I’ve been at a loss for names that I really love. I wanted to keep it simple (which is hard for me because I love big words). Any thoughts/opinions/comments on these two names would be greatly appreciated:


Cope Creative 

Evoke Ave.




Please be blunt!


----------



## kimura-mma (Jul 26, 2008)

I think Evoke Ave. is the better of the two. It's hard to brainstorm without knowing more about the shirts you are designing. I know they are philosophical and communicate a message, but that's a broad topic. Is there a recurring theme... political? humorous? inspirational? religious?

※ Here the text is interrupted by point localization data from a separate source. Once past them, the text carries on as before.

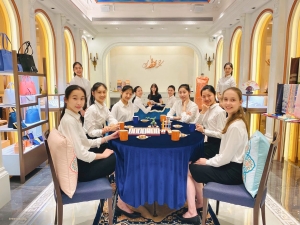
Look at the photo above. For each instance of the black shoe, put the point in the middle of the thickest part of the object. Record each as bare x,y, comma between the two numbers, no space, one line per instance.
133,215
194,220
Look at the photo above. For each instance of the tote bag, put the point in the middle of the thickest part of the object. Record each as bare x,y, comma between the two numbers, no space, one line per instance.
5,55
9,94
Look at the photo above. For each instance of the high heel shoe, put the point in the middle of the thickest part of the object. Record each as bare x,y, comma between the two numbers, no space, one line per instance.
194,220
133,215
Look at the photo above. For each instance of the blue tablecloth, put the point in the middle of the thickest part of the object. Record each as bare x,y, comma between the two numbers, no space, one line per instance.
156,111
155,169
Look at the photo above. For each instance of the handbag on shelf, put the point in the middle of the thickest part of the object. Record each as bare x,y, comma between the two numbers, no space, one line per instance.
27,86
32,115
9,94
5,54
25,59
12,118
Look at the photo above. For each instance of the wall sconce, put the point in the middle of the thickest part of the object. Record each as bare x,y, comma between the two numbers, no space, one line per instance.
94,60
209,60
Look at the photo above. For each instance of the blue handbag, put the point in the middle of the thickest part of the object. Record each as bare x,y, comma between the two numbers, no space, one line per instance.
5,55
12,118
32,115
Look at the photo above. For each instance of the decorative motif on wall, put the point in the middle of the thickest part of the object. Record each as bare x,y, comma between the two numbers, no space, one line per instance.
152,63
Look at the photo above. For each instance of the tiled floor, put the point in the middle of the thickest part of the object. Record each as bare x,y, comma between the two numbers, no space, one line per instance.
36,197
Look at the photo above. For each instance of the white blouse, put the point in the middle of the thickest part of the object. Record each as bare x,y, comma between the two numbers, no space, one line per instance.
71,127
225,83
185,118
95,117
121,112
213,121
137,104
170,102
85,84
233,145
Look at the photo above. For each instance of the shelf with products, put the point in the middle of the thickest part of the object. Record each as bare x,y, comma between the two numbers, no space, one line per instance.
28,113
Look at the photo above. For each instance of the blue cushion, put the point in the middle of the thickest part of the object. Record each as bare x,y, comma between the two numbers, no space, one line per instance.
254,162
89,191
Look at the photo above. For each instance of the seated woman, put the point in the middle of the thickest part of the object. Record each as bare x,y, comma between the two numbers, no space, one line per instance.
186,110
171,99
154,96
211,121
226,167
137,101
98,114
94,159
123,110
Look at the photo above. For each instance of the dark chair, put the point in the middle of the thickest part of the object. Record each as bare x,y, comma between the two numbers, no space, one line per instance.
238,195
85,191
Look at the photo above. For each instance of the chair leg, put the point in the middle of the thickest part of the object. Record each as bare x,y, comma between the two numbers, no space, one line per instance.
204,212
110,212
256,210
263,214
217,207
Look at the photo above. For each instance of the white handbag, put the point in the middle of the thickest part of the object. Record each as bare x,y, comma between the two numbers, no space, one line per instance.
9,94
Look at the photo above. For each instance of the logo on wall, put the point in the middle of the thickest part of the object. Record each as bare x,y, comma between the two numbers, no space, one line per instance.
152,63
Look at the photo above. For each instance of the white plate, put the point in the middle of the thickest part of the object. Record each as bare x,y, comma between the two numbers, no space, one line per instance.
138,137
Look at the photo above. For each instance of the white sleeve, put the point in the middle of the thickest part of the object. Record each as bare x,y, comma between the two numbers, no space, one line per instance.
232,146
139,104
90,119
220,123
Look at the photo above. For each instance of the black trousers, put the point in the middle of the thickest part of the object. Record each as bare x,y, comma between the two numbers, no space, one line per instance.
228,174
97,168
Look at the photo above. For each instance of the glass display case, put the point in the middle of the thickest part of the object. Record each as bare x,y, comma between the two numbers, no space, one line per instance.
255,103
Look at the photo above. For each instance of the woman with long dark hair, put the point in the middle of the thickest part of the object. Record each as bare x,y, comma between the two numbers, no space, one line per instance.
94,159
98,114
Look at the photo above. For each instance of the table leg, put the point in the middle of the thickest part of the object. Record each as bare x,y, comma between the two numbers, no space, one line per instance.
154,210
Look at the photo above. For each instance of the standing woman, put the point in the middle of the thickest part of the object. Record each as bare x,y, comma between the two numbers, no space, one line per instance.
123,110
98,114
186,110
154,96
226,167
79,80
171,99
137,101
211,121
225,82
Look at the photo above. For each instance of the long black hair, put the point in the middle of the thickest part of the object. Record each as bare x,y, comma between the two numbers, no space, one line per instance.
95,88
74,64
134,91
173,87
68,92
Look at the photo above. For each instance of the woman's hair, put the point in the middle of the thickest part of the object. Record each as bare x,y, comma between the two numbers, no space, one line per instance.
68,92
209,88
173,87
228,64
95,88
74,64
156,91
125,88
185,86
134,91
240,114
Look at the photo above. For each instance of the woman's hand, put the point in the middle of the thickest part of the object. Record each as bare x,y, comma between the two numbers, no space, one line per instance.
201,161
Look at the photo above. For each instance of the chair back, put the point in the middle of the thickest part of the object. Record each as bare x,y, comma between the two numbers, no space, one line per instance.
57,189
264,179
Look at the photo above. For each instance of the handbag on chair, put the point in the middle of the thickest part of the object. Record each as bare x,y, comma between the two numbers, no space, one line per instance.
5,55
26,60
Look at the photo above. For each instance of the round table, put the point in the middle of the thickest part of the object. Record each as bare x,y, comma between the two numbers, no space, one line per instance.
155,169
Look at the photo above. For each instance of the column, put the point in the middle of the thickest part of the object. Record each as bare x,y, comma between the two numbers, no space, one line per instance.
60,21
276,62
245,49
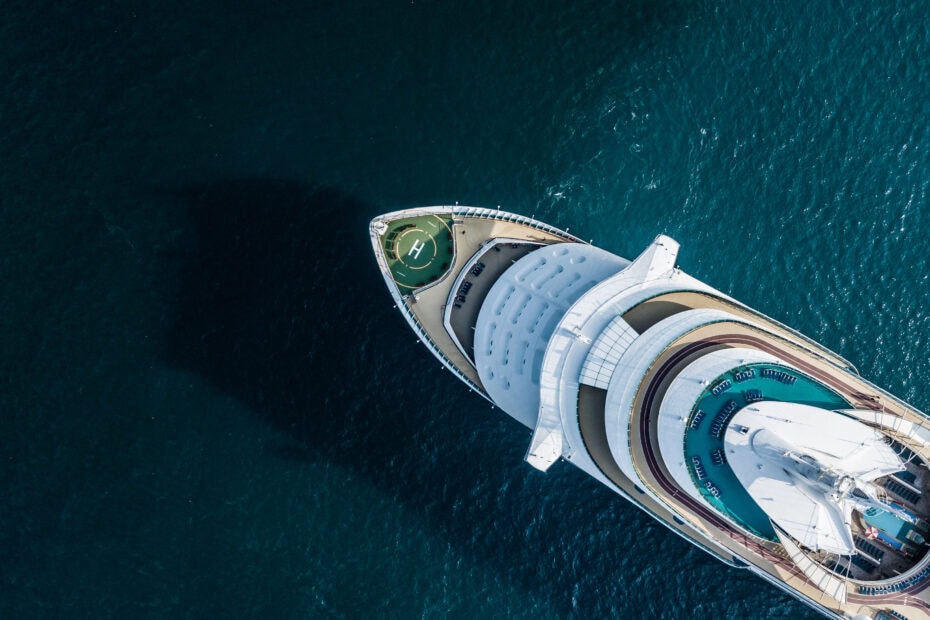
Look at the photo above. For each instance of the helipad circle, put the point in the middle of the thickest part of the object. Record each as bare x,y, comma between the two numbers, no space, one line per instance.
415,248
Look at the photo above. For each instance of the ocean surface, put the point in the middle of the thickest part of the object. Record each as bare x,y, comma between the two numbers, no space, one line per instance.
209,408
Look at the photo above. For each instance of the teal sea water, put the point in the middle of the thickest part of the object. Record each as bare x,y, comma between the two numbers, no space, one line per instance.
208,407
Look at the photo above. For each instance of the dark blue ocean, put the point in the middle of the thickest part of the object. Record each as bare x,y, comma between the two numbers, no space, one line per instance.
209,408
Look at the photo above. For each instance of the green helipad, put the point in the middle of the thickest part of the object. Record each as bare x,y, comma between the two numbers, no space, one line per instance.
418,250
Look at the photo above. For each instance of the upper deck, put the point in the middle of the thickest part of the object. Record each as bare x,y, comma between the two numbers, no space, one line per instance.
427,253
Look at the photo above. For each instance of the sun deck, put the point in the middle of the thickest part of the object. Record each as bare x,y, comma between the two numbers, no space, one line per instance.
726,394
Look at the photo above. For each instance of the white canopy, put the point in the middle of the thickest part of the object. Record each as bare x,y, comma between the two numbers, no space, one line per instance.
808,468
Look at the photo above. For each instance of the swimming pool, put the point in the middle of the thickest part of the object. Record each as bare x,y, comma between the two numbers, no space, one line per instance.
707,422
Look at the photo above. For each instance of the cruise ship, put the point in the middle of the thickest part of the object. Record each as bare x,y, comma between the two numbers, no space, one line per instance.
748,439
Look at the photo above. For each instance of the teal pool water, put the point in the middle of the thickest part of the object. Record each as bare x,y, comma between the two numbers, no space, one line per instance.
724,396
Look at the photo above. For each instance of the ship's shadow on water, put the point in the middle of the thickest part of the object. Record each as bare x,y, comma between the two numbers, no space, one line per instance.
281,305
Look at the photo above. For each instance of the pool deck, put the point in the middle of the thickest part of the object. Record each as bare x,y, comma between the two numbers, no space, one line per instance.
768,556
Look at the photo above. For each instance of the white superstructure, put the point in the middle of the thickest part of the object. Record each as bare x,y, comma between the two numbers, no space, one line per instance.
753,442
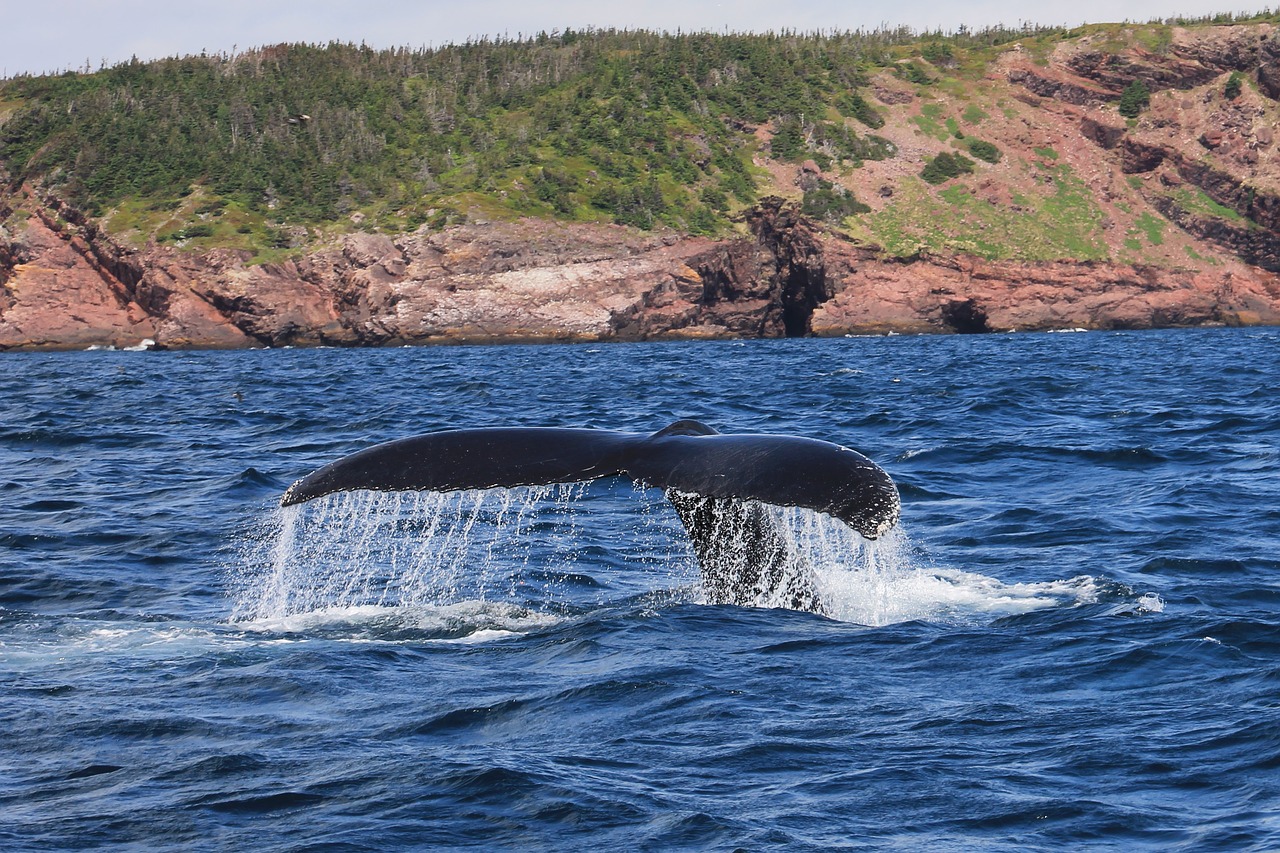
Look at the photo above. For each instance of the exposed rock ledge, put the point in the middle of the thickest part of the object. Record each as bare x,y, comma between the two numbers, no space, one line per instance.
65,286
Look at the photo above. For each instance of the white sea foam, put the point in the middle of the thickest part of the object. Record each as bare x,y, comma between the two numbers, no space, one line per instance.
462,621
458,564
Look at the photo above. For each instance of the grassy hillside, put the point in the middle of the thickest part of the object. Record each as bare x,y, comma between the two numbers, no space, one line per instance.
896,138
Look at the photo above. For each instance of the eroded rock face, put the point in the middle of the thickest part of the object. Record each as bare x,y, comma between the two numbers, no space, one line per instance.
536,281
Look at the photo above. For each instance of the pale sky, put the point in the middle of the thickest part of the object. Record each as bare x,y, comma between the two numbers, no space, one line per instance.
71,33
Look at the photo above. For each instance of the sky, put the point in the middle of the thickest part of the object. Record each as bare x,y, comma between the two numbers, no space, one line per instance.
78,33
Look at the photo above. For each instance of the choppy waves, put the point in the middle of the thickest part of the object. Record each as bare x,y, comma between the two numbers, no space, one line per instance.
1072,642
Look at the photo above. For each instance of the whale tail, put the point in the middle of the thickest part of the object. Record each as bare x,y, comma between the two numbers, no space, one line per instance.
716,482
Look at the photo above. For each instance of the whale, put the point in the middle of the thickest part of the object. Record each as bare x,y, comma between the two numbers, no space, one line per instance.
721,486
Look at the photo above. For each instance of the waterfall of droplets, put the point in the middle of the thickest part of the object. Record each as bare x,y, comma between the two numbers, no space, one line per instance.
403,550
529,550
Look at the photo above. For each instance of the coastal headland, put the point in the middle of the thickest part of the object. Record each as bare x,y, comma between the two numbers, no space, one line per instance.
1110,177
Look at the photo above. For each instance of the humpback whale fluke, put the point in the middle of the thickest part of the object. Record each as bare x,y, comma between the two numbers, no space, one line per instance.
716,482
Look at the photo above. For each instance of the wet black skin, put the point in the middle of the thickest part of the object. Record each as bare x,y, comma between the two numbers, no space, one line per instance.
716,482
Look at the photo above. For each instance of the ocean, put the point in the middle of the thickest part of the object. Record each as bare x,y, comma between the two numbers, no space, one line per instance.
1070,641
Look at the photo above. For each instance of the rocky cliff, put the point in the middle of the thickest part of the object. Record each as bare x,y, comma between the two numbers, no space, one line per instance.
1088,220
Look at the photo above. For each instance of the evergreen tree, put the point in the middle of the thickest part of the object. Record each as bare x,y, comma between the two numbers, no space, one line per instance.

Based on the info you have provided, I would suggest focusing on words, messages and communication. Maybe an acronym for the 8 parts of speech? Maybe using the number 8?


----------



## Cope (Feb 25, 2010)

The messages I had in mind were more inspirational, generalized life mantras I suppose...similar to the way an emo song might use lyrics that many can relate to.

8 parts of speech though, that's interesting, I hadn't thought about that. Thanks.


----------



## Swagger11 (Jun 24, 2008)

How about Mantra 8? or Mantra eight? A kind of collab of the two. Just my 2 cents!


----------



## Cope (Feb 25, 2010)

I put this up on Emptees.com too.. here are some of the ideas that people came up with there: 

Copeful
Copyst
Copeulation
Copeycat


----------



## Swagger11 (Jun 24, 2008)

Copeulation is awesome!


----------



## grayma (Jul 26, 2008)

A company called www.magneticpoetry.com sells sets of magnetic words that can be arranged in literally millions of combinations. Play with them on the fridge or a piece of sheetmetal, your car, etc. I believe they may have had one with a 'big' sounding word theme that may help you out. Get your friends and family to help out. It's almost impossible to not come up with a great business name this way.


----------



## Cope (Feb 25, 2010)

What about 8th Catalyst?


----------



## Swagger11 (Jun 24, 2008)

I like it!


----------



## Cope (Feb 25, 2010)

Awesome! It's the first one I've come up with that no one has disagreed with yet.

As far as the domain.. what do you think?

8thcatalyst.com
eighthcatalyst.com

?? I feel like eighth is weird to spell out


----------



## Swagger11 (Jun 24, 2008)

Uhhhhh....I like both actually, but I guess you could use 8thcatalyst.com to keep it uniform.


----------



## Austin300 (May 24, 2009)

Jamie, (cope)

Check your inbox


----------